J’ai croisé Philippe de la Fuente au Speed booking (eh oui, j’y ai passé moi aussi!) Avec beaucoup de chance, j’ai passé assez rapidement avec ce dessinateur d’humour qui vient de sortir chez Delcourt son deuxième album de la série Humour Juif, Allez l’hébreu! Son graphisme rappelle un peu Franquin.

Quoi qu’il en soit, nous avons discuté un peu boutique et son opinion rejoint mon impression. Le marché européen est peu ouvert pour mon style réaliste, car les exigences graphiques sont si élevées que chaque page me demanderait dix jours de travail à temps plein, de la conception à la réalisation. Ce n’est pas compatible avec mes activités d’écrivaine et de mère.
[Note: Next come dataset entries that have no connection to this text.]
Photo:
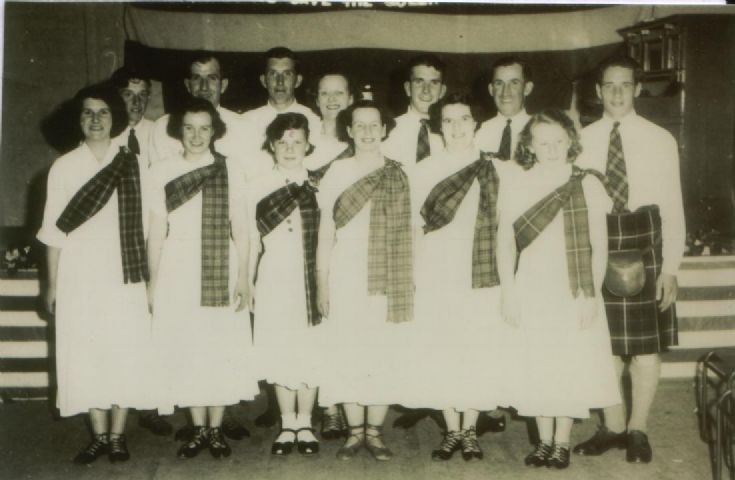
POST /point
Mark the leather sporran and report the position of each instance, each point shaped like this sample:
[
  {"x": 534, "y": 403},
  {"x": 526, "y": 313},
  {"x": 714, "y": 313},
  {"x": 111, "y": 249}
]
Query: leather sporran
[{"x": 626, "y": 274}]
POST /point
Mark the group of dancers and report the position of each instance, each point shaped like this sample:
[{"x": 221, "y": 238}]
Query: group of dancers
[{"x": 358, "y": 261}]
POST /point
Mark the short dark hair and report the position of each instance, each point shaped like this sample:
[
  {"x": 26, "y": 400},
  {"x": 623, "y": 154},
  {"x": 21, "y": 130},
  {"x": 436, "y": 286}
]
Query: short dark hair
[
  {"x": 525, "y": 157},
  {"x": 619, "y": 61},
  {"x": 203, "y": 56},
  {"x": 283, "y": 122},
  {"x": 195, "y": 105},
  {"x": 109, "y": 95},
  {"x": 427, "y": 60},
  {"x": 508, "y": 61},
  {"x": 122, "y": 76},
  {"x": 435, "y": 110},
  {"x": 280, "y": 52},
  {"x": 385, "y": 118}
]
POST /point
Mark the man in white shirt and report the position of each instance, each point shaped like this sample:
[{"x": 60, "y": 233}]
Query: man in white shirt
[
  {"x": 280, "y": 78},
  {"x": 510, "y": 84},
  {"x": 641, "y": 163},
  {"x": 206, "y": 81},
  {"x": 411, "y": 139}
]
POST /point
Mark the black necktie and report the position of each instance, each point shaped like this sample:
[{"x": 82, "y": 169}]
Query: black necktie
[
  {"x": 133, "y": 144},
  {"x": 423, "y": 148},
  {"x": 504, "y": 149}
]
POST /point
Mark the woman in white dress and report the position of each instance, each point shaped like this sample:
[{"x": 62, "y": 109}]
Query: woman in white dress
[
  {"x": 365, "y": 278},
  {"x": 284, "y": 225},
  {"x": 460, "y": 334},
  {"x": 553, "y": 220},
  {"x": 94, "y": 232},
  {"x": 198, "y": 258}
]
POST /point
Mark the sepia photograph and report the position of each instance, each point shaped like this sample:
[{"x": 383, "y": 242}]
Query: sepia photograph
[{"x": 367, "y": 240}]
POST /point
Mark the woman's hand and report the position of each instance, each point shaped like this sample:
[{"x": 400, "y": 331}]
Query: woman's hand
[
  {"x": 587, "y": 311},
  {"x": 510, "y": 306}
]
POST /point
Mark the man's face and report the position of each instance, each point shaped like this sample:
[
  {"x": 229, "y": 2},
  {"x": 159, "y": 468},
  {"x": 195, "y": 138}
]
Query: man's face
[
  {"x": 135, "y": 96},
  {"x": 205, "y": 81},
  {"x": 509, "y": 89},
  {"x": 617, "y": 91},
  {"x": 424, "y": 87},
  {"x": 281, "y": 80}
]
Mes animations se déroulaient à l’autre bout du kilomètre de Salon… près des kiosque d’éditeurs de BD. J’ai eu un public réticent le premier jour (dès qu’ils ont entendu mon accent, les jeunes s’amusent à lancer des sacres prononcés à la francaise…)  Mais mon public a été plus réceptif le second jour, et j’ai d’ailleurs fait plusieurs dédicaces.  Voici la description sur le site du Salon de Paris, les 18 et 19 mars.

La grande taille du Salon fait que cependant, même avec la meilleure volonté du monde, on manque beaucoup de confrères-soeurs écrivains!

Je salue l’auteure  Anne Lanièce qui m’a guidée à travers les jardins du Luxembourg, le Palais Royal et a su me faire apprécier cette ville pleine d’histoire! En mars, le printemps fleurait bon, pendant que je pensais aux deux mètres de neige qui m’attendaient encore chez nous…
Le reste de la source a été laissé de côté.